Die rot-weißen Grenzbäume gehen auf und zu, alles sehr zäh. Nach 2 Stunden passieren wir die Grenze, direkt dahinter im sogenannten „Niemandsland“ warten bereits Stepan, der Bruder von Switlana Dietz und seine Kameraden des Versorgungstrupps, die die Ukraine nicht verlassen dürfen. Davor aber müssen wir alle Zollformalitäten bewältigen: von Digitalisierung keine Spur! Alles mit Listen, Kopien, Stempeln und Laufzetteln. An den Wänden verblichene, zerrissene Karten der Ukraine – natürlich noch in den alten Grenzen vor 2014 mit der Krim und den Ostgebieten, die nun Russland mit seiner vermeintlichen „Spezialoperation“ kriegerisch rausschneiden möchte. Danach helfen wir, die vielen Pakete in deren Sprinter umzuladen. Die Gespräche sind kurz: die Ukrainer wollen schnell die Ware nach Lemberg bringen. Ein schnelles Foto, ein knappes, aber umso herzlicheres Danke, dann geht es für uns wieder zurück, aber die polnischen Grenzer lassen uns erstmal 3 Stunden warten und filzen uns wie kriminelle Schmuggler. Da helfen auch unsere Schilder nichts.
Wir empfinden Erleichterung auf der Rückreise, aber auch Beklommenheit: während wir wieder zu unseren Familien zurückdürfen, müssen die anderen auch zurück, aber um ihr Land zu verteidigen; Stepan hat schon den Marschbefehl zugestellt bekommen. Wir übernachten im schönen Breslau mit seinen bunten Häuserfassaden und genießen das Feierabendbier, die Last fällt ab.

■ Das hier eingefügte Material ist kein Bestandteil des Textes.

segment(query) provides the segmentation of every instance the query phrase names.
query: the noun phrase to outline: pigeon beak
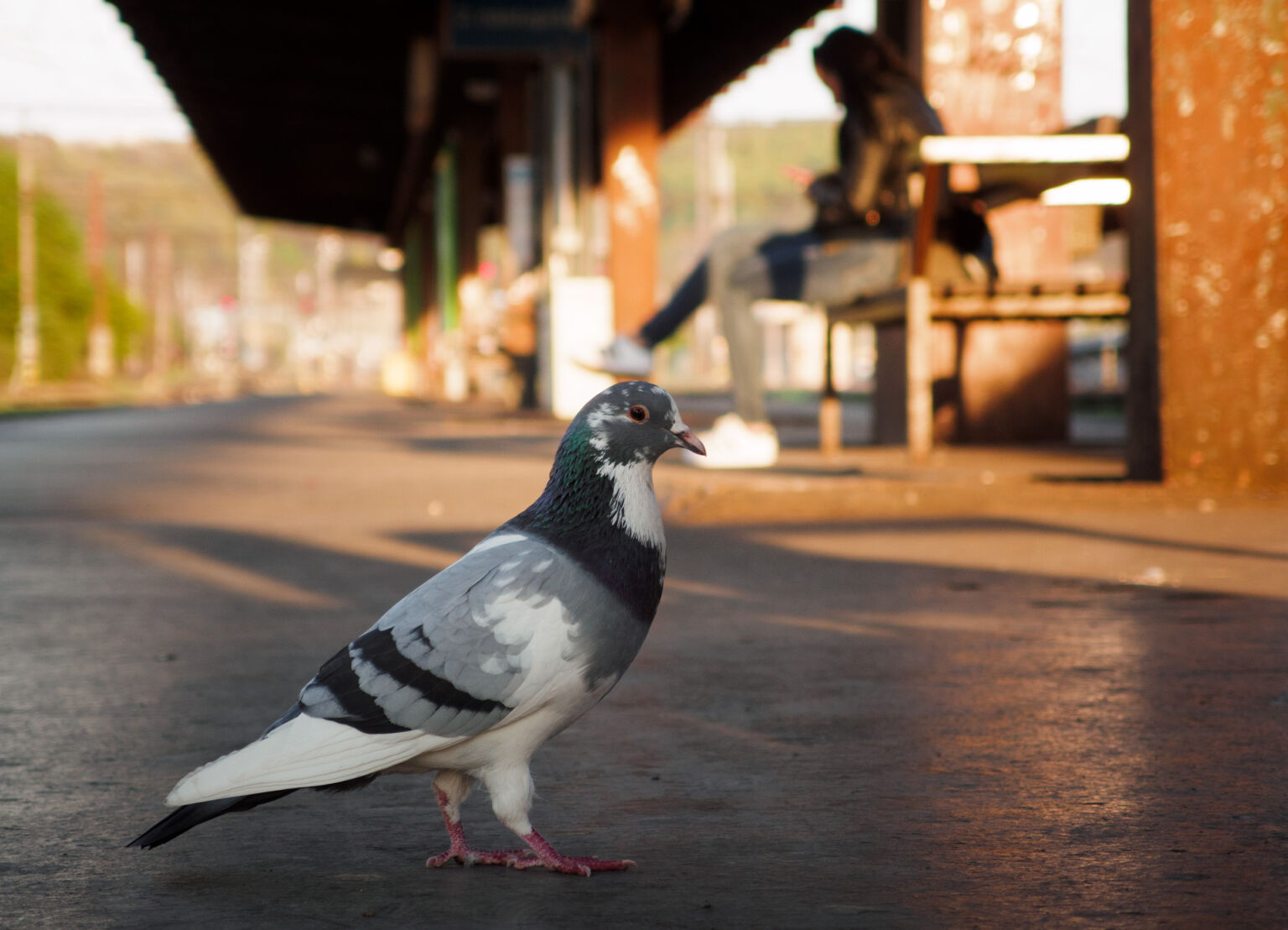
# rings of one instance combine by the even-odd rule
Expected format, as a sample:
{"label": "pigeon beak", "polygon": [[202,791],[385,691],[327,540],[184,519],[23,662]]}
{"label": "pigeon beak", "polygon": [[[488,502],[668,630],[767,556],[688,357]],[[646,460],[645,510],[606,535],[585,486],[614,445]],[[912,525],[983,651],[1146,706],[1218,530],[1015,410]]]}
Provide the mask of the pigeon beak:
{"label": "pigeon beak", "polygon": [[675,436],[676,441],[692,453],[698,455],[706,455],[707,448],[702,445],[702,440],[693,435],[693,431],[684,426],[683,422],[676,422],[671,428],[671,433]]}

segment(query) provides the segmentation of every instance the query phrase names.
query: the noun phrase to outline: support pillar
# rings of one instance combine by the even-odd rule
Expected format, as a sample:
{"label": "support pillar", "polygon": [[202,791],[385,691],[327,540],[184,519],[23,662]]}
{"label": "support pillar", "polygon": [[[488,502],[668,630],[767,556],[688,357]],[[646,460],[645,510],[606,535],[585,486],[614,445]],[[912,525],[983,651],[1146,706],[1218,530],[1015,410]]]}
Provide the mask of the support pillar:
{"label": "support pillar", "polygon": [[1288,489],[1288,9],[1151,13],[1164,477]]}
{"label": "support pillar", "polygon": [[657,285],[661,22],[650,0],[604,4],[596,23],[608,275],[618,331],[653,313]]}

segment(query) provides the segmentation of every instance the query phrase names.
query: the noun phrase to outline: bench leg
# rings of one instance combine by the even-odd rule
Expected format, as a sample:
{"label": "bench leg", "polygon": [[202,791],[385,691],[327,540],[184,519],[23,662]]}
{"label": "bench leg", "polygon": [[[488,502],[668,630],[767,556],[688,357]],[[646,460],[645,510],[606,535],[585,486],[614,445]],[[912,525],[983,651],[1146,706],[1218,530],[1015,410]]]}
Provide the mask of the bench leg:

Bis wir wieder Sonntag abends gut behalten zu Hause ankommen, erkennt man: Die Ukraine liegt Deutschland so nah! Und man fragt sich: Wann und wie kann der Krieg enden? Was hilft es denn, was wir hier getan haben? Dankenswerter Weise schicken die Ukrainer nach Erhalt der Hilfsgüter Fotos. Wenn man dann sieht, dass den Menschen damit geholfen ist, dann wissen wir auch, dass es so wie wir es machen, richtig ist.